Solving a complex trigonometry equation. Driving a golf ball perfectly straight. Listening to Beethoven. Reasoning with your wife. What do these all have in common? They have far less snail-gel-stimulating power than tasting wine.
In his recently published book, Neuroenology: How the Brain Creates the Taste of Wine, Yale neuroscientist (and our new hero) Gordon Shepherd lays out some groundbreaking research, ultimately concluding that wine tasting delivers more brain stimulating power than, say, solving a complex math equation.
“We show that just as with creating the flavors of food, creating the flavors of wine engages more of the brain than any other human experience,” Shepherd writes in the introduction to his book.
To help you understand what this means, we distilled Shepherd’s research into an easy-to-understand diagram.
See, from the moment you lay eyes on a glass of wine, your neurons start going wild with anticipation. As you sniff, swirl, slosh, and ultimately swallow a sip of wine, the entire process continues that trend by “sending a flavor signal to the brain that triggers massive cognitive computation involving pattern recognition, memory, value judgment, emotion and, of course, pleasure.” All these sensory experiences imprint into your memory, strengthening it along the way.

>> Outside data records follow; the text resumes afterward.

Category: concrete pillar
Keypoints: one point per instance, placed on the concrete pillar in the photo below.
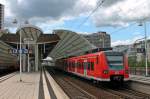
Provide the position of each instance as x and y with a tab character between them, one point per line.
36	57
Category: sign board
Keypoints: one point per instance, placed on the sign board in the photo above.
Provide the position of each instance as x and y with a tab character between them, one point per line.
17	51
140	50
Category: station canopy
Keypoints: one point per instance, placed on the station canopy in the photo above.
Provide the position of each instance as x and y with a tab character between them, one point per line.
70	44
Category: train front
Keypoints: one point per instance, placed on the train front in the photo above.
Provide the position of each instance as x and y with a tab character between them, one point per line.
117	66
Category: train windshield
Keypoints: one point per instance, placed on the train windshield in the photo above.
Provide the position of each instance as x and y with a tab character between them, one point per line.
115	60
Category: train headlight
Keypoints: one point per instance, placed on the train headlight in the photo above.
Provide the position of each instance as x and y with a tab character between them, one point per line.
105	71
126	71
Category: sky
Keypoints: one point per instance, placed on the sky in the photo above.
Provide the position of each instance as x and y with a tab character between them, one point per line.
119	18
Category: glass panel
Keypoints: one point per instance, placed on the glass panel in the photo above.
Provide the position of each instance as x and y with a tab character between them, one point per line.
115	62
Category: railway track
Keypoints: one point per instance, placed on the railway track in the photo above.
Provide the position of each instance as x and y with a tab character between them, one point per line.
72	90
93	91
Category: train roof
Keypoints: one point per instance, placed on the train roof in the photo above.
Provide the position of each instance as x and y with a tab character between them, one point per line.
98	53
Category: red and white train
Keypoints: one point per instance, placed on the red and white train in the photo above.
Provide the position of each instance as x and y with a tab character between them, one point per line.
100	66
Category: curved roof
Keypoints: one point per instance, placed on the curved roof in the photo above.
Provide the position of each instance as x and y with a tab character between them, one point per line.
29	31
70	44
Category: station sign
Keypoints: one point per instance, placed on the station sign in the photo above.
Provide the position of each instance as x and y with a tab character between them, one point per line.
17	51
140	50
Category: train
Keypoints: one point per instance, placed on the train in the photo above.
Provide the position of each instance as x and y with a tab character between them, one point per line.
104	66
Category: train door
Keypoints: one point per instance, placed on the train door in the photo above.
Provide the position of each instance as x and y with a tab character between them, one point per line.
85	67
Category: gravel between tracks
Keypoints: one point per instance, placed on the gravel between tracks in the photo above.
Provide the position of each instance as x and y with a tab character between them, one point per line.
78	88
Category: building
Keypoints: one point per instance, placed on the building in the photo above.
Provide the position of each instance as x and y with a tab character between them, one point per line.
1	16
99	39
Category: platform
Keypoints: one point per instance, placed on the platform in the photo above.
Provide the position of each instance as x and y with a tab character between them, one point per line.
31	87
27	89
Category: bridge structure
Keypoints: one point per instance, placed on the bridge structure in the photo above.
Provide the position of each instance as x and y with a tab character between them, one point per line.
57	45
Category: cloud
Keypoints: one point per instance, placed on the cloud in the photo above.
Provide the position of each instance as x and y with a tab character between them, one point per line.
127	42
111	13
40	8
122	12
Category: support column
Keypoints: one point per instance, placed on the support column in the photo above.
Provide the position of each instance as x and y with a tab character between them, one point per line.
36	57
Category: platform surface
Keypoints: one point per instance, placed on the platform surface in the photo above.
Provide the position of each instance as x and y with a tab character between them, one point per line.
12	88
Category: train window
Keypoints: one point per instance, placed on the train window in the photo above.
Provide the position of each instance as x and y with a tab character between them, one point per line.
115	62
97	59
92	66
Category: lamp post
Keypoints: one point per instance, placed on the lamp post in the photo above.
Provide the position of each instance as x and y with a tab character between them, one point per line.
20	51
28	39
146	60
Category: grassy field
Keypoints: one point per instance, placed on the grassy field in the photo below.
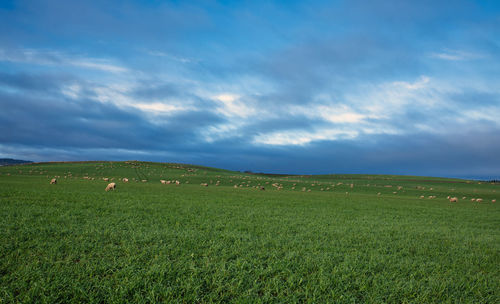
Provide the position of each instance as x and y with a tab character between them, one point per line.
329	238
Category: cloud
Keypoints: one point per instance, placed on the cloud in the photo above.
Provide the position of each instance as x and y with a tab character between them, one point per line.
456	55
57	58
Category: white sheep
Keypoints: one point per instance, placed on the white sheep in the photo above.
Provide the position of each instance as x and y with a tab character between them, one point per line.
111	186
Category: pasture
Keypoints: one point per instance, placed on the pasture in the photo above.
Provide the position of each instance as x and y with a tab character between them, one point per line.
317	239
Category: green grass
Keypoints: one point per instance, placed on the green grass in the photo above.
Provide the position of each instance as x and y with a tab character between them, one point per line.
149	243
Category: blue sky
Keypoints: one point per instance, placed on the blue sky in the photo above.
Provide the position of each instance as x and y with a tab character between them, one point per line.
396	87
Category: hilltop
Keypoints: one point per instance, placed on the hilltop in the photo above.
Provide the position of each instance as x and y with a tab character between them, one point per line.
215	236
10	161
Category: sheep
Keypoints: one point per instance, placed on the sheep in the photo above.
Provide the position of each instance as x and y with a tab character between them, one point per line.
111	186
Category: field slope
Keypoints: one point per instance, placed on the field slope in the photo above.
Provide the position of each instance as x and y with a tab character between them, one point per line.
328	238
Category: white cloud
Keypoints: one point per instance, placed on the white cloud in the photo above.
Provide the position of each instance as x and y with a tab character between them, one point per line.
56	58
303	137
231	105
159	108
456	55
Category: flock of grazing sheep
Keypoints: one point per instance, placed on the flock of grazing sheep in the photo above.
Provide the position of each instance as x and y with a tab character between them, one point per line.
112	186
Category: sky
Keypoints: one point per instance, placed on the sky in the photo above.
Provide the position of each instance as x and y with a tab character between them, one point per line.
298	87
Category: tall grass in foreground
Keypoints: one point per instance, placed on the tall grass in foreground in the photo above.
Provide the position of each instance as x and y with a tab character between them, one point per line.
148	243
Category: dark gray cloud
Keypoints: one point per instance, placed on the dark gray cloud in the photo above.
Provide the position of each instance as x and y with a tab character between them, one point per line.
75	74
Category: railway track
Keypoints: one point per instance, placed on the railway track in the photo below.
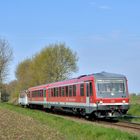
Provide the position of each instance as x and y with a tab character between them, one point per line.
123	124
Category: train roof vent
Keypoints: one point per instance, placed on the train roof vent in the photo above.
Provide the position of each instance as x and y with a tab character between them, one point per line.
81	76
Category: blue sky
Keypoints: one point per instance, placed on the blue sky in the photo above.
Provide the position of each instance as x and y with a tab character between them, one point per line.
104	33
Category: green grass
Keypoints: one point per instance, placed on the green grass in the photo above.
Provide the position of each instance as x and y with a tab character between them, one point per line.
72	130
134	107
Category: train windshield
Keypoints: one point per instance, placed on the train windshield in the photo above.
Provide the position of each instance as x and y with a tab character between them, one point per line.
111	87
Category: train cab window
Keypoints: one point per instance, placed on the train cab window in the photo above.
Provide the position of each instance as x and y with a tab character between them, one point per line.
74	90
91	89
82	89
67	91
70	91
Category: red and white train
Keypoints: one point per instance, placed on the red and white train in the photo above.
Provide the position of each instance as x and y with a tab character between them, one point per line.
97	95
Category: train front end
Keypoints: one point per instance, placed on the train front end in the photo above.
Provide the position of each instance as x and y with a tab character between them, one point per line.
112	99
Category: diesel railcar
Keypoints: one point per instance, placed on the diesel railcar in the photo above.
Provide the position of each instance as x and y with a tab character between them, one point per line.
98	95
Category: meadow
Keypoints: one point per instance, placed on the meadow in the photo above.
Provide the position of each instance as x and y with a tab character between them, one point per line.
23	123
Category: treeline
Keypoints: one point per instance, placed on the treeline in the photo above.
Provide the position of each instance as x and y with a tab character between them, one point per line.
53	63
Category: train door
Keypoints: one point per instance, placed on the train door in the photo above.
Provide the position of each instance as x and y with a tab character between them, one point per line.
87	94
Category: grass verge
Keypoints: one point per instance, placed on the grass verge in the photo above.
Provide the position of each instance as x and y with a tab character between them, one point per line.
71	130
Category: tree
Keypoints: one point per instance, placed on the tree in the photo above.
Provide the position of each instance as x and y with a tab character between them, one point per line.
54	63
5	58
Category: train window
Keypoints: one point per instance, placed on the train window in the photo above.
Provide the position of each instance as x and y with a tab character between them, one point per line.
82	89
70	91
60	91
44	92
87	89
63	91
56	89
52	92
67	91
91	89
74	90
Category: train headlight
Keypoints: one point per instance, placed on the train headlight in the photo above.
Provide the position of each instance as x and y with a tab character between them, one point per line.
124	101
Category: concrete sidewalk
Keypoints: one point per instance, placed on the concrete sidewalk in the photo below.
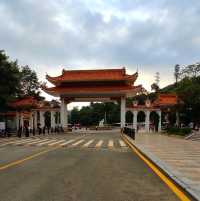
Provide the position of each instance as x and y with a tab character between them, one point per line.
178	157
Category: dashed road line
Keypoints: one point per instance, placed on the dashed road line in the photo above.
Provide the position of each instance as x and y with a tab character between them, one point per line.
88	143
55	143
77	143
110	143
122	144
66	143
98	145
47	142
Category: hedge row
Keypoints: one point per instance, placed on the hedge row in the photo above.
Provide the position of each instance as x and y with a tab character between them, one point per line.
179	131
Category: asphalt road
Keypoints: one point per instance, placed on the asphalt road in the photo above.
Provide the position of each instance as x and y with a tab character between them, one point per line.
75	173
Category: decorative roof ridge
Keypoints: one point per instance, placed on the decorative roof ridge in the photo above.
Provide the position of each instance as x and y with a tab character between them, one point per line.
86	70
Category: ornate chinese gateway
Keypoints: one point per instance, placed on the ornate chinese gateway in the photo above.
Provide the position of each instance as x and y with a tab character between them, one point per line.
92	85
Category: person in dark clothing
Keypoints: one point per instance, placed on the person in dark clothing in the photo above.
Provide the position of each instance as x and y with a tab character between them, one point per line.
19	134
26	131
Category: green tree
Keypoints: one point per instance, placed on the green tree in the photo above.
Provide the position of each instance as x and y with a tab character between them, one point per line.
9	79
29	83
177	72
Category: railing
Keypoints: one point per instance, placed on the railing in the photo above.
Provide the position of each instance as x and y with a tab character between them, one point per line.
129	131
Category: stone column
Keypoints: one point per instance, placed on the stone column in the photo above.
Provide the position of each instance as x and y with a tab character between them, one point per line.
53	125
160	121
31	121
35	120
123	111
17	120
135	113
147	113
42	119
22	121
63	115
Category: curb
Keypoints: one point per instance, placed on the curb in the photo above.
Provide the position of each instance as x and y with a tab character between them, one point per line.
173	175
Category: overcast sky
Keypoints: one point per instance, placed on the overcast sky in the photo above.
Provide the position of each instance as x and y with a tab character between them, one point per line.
151	35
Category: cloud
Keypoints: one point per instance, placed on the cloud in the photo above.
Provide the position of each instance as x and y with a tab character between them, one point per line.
154	35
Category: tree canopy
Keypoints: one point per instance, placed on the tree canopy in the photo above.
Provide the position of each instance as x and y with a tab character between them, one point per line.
16	81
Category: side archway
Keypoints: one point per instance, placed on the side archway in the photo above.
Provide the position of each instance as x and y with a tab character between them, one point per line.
141	121
129	117
154	121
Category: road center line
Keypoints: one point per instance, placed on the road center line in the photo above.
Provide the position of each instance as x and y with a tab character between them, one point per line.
25	159
164	178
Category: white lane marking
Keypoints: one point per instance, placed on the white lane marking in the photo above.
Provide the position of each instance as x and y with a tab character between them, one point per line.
99	143
110	143
77	143
88	143
23	141
122	144
7	140
54	143
47	142
7	143
68	142
36	141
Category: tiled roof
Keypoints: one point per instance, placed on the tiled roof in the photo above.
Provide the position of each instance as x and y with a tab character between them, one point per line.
88	89
166	99
92	75
24	102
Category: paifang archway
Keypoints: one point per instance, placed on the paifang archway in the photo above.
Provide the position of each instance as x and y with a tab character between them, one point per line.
92	85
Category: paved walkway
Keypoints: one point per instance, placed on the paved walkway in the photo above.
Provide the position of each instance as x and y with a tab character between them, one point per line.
181	157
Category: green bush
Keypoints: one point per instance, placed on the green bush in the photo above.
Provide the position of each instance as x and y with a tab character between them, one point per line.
179	131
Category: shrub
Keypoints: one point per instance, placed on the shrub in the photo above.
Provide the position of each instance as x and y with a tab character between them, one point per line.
179	131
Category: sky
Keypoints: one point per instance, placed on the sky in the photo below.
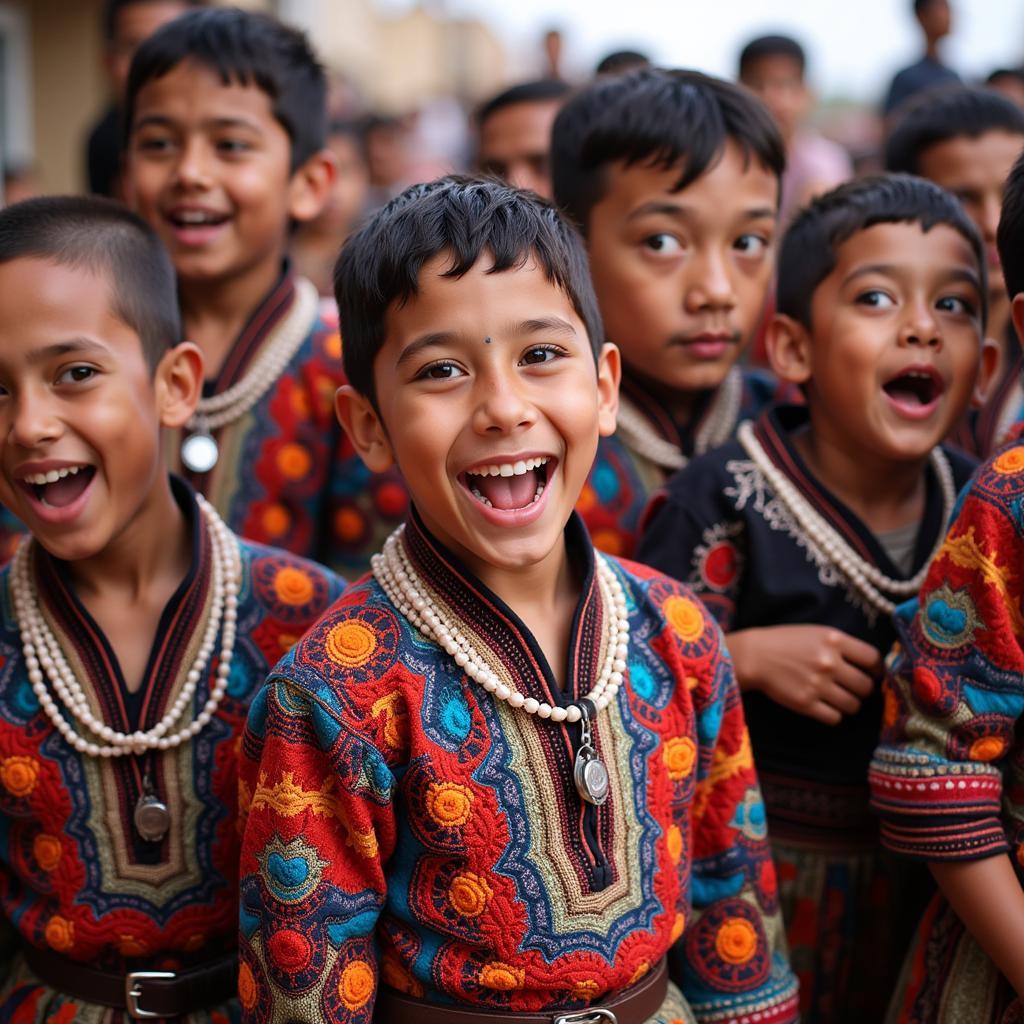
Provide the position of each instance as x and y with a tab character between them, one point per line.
854	46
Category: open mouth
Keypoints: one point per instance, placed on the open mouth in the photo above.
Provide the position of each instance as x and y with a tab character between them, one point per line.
59	487
509	486
914	387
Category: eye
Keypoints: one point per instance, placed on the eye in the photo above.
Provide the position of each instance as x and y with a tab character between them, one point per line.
442	371
876	298
76	375
541	353
664	243
751	245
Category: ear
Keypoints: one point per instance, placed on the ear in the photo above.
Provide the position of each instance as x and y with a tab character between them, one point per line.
365	428
178	383
788	346
310	185
988	365
609	373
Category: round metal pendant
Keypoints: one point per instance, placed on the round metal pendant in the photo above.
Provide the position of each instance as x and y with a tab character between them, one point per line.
152	818
591	776
200	453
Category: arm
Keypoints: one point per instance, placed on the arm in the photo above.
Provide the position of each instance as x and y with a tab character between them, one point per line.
311	875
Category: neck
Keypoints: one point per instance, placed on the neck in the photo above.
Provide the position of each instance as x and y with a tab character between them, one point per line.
884	494
215	311
150	556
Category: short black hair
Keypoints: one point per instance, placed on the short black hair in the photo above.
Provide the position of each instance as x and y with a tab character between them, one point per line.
772	46
809	250
620	60
96	235
658	117
950	111
114	7
1010	235
540	91
250	49
464	218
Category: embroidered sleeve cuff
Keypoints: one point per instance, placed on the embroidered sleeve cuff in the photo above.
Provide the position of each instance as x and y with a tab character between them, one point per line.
937	810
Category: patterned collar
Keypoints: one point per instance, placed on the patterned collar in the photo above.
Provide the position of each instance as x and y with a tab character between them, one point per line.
495	627
264	318
775	430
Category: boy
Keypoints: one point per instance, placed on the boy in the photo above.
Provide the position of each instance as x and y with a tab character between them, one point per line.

There’s a tremendous range of sensory, motor and central brain systems involved in a wine tasting
Wine tasting? More like brain training!
Based on our own exhaustive research at the Last Bottle bar, er, laboratory, we can conclude that yes, genius is apparent in the entire staff. Plus, this isn’t the first time we’ve heard about the cerebral power of wine. Last year, another study published in Frontiers in Human Neuroscience compared the brains of 13 sommeliers and 13 people working “regular” jobs. The brain scans showed the somms had developed thicker and more robust areas of the brain that deal with olfactory and memory response. In turn, the researchers concluded that studying wine might help lower the risk of Alzheimer’s disease.
Wine engages more of the brain than any other human experience.
Basically, what we conclude from these studies is that if you drink wine while also listening to Beethoven, you’ll end up with a Stephen Hawking like intelligence. Seriously though, if you think of all the cases of wine you buy as “study materials” and actually treat them as such by learning more about the regions, the methods, and identifying the unique characteristics of smell and flavor, you might be better off in the long run. Add that to your list of totally legitimate reasons to drink wine.